What is our consensus on floating point issues?

Question

As far as I can tell, we don't yet have a definitive Meta consensus to the following question:

Are answers allowed to work "in theory" but fail in practice due to floating point issues?

For example, in this recent question, answers that attempt to find the answer by calculating \$\sqrt[d]n\$ will fail due to floating point errors calculating (for example) \$\sqrt[3]{125} = 4.99999991\$ rather than \$5\$.

This is a similar question that instead asks how a challenge should allow floating point imprecision, but doesn't answer whether or not it should be allowed as default.

Answer 1

No default; require all relevant challenges to explicitly state what to do with floating-point errors

By relevant, I mean the challenges where a theoretically valid algorithm involves floating-point numbers in the middle of computation. Even if the expected result is an integer, a square root (or any non-integer power) in many languages is likely to return a float. And then there's a whole array of functions that have no choice but return floats (unless your language is a CAS).

Allowing or disallowing such functions (and intermediate floating point values) has a huge consequence in code golf, to the point that I could say it defines the actual challenge. If the challenge author wants the answer to be exact in all cases, they should be explicit on that. If the challenge author is more lenient and feels fine with an answer that fails due to floating-point errors, they should be explicit on that too.

Answer 2

Yes, answers can fail due to floating point issues

So long as the algorithm/mathematics/logic behind an answer can be proven correct, it doesn't matter if the implementation fails due to the limitations of computers and programming languages. For the example question, answers that fail because of the miscalculation in \$\sqrt[3]{125}\$ are still acceptable, so long as they fail because of the floating point error.

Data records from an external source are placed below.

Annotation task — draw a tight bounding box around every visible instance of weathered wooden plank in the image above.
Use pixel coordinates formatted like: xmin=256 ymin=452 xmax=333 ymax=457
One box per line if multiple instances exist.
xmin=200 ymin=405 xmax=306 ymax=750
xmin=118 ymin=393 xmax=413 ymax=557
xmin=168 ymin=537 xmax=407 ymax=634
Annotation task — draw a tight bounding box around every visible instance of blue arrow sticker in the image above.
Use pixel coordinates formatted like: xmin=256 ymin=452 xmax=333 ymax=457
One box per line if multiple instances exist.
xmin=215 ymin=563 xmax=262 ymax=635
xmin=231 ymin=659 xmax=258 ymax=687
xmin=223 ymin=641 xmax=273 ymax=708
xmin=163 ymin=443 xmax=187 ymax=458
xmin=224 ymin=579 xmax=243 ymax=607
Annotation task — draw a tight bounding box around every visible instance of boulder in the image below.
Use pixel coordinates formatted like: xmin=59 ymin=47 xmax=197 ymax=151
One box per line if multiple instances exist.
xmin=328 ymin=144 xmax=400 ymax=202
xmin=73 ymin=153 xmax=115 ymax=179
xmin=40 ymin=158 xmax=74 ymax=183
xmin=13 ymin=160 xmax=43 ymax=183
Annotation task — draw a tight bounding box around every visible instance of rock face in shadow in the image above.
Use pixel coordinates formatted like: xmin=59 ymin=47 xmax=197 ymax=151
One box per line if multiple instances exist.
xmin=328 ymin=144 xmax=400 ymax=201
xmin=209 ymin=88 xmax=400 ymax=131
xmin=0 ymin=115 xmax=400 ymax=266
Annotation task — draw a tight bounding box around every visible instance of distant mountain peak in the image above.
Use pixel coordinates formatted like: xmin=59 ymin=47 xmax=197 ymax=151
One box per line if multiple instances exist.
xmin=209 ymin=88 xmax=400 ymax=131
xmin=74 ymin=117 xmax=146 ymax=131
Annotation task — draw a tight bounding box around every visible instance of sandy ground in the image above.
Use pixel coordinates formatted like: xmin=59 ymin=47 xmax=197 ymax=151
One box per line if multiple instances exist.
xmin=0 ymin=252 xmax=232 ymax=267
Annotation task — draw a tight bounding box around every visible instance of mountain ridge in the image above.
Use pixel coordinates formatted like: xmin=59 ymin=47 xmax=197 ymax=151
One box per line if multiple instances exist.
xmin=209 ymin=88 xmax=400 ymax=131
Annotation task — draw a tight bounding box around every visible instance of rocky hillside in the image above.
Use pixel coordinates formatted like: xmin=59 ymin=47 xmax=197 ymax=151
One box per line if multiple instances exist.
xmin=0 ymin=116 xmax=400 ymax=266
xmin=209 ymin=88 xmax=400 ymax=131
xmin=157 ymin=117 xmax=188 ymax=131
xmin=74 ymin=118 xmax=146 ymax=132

This is in line with our policy that answers may fail for numbers outside the bounds of their language, so long as they work in theory for all inputs

Answer 3

No, answers cannot fail due to floating point issues

In some challenges it may be necessary for the author to override the defaults, but in many cases it is possible to avoid floating point issues using a different algorithm or workaround.

The goal of code golf is to make the shortest program that performs the task. Our consensus is that languages are defined by their implementations, rather than how they should theoretically behave.

Answer 4

No*. Challenges should specify precision requirements.

Challenges that operate with real numbers should include explicit precision requirements- and do so with floats in mind. Unless you have a good reason to require very high precision, you should specify a standard that is well within reason for single-precision floating point numbers, e.g. +/- 0.001 for numbers between -10,000 and 10,000.

What about other representations of real numbers?

Answers should have the freedom to use different representations of numbers. If you specify that an answer can fail due to machine precision, that opens new questions for other representations that have just as much capability to fail. What if I use a half-precision float? What about fractions? Decimal floats? Fixed-point numbers? What standards are these representations held to? What happens when you introduce irrational numbers?

Extremes

In a comically extreme example, you could implement a solution in such a way that it always returns 0 due to floating point errors even though the math is theoretically correct. It goes against the spirit of solving a challenge if the answer is always wildly incorrect.

When integers are expected

Regarding situations like the referenced challenge, the challenge creator should make this expectation explicit as well. And yes, I think this is a valid thing to expect.

There are cases where a floating point result of a calculation could be close enough to an integer (but not exactly an integer, for instance \$995207\pi = 3126535.0000011\$) to get erroneously rounded to an integer. It is the answerer's responsibility to prove that a floating point error of integer rounding is nevertheless correct for all possible inputs or otherwise work around floating point limitations. Since each individual operation on a float can lose precision, these kinds of almost integers can erroneously become integers and violate the integer precision expectation.

Integers can be held to a much higher standard than floats because they are discrete by their very nature and discrete is what computers excel at.

*Opting in is fine

Challenge writers should still have the option to allow answers to fail due to floating point issues as long as they explicitly state it, but should avoid doing so without a good reason.

Answer 5

It depends on the type of the result.

If that's strictly an integer what we require then we shouldn't accept floating point errors.
If it's not an integer but a general value then there may be a relative error and we have to specify it.